Heep’s vocalist at the time, and easily their most respected, was David Byron; a vocalist who would remain insanely underrated until his untimely death in 1985. Often compared to Ian Gillan (the members of Heep often were compared to their Deep Purple counterparts due to their similar music style), July Morning is often seen as his finest moment, showcasing an outstanding vocal range from quiet, relatively low singing to high pitch over the top wails and screams. His vocals shine throughout the album, with his astonishing range and sense of dynamics the focal point of his ability. Songs such as ‘I Wanna Be Free’ even show Byron singing in a Bowie-esque style, albeit with a much larger range.

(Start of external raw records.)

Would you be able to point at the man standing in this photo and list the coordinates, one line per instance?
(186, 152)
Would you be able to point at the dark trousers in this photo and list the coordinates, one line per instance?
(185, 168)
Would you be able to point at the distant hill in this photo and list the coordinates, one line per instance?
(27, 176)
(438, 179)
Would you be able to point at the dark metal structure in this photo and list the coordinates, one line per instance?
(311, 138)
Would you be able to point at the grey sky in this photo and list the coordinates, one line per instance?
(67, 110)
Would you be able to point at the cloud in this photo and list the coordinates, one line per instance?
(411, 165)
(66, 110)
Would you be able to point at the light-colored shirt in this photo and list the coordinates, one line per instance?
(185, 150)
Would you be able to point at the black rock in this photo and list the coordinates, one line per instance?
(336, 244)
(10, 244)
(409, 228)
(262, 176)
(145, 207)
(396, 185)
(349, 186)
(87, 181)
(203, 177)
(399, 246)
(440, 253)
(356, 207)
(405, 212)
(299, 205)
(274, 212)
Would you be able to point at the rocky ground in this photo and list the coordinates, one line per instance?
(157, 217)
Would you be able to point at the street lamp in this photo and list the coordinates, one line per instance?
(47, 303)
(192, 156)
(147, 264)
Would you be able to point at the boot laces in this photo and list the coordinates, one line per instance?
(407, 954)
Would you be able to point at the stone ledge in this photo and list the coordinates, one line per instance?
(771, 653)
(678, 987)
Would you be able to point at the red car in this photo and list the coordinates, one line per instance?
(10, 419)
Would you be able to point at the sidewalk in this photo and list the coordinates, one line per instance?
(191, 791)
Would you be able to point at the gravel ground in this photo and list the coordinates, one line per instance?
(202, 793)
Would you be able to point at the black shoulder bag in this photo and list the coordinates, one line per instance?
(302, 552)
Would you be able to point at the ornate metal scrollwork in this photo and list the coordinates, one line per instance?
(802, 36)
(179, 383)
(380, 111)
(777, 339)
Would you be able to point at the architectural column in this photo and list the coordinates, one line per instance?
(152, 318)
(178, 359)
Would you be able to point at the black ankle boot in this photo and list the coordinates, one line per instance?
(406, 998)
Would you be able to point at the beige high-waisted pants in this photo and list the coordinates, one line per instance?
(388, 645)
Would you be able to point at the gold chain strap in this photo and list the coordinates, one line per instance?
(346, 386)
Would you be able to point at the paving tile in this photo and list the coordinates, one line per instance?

Mick Box is sometimes seen as the front man of Uriah Heep, despite being the guitarist. He remains the only founding member of the group today and is without doubt one of the most naturally gifted guitarists never to achieve global success. His impeccable guitar fills and solos are not only mind blowing, but also perfectly placed in each song, and his acoustic guitar playing, though rare on this album, is beautiful.
The keyboardist of the band at the time was Ken Hensley. Hensley’s talents, however, were not just limited to the keys. He also played organ and guitars, as well as singing lead vocals on the album’s title track. Hensley’s skill was undisputed on all his instruments, and his vocals were also rather impressive, though no match to Byron, of course. What is perhaps more impressive, however, is that Hensley wrote, or at least co-wrote, every song on the album. (and how many people can say that they written a song that influenced a Bulgarian tradition, namely July Morning?...)
The rhythm section for the album was comprised of Paul Newton on bass guitar and Ian Clarke on drums. Though Look At Yourself would be the only album both men featured on together, with Clarke leaving early the following year, the two showcase a great partnership, similar to that of Scott Rockenfield and Eddie Jackson of Queensryche. There are many examples on the album of Clarke following Newton’s galloping bass lines, an idea that undoubtedly influenced such bands as Iron Maiden. This strong collaboration sets a firm backbone for the album.
In all this album is certainly a landmark album of the 70’s (though that could be said for any of Heep’s first four studio albums). Look At Yourself certainly influenced progressive and experimental music for the future (yes, I know both of those terms are frowned upon here, so what, bite me) and set the standard for non-mainstream, uncommercialised rock and metal for the remainder of the 70’s. And for a band to still be playing in stadium sized venues across Central Europe in their late 50’s, they must have done something right, right?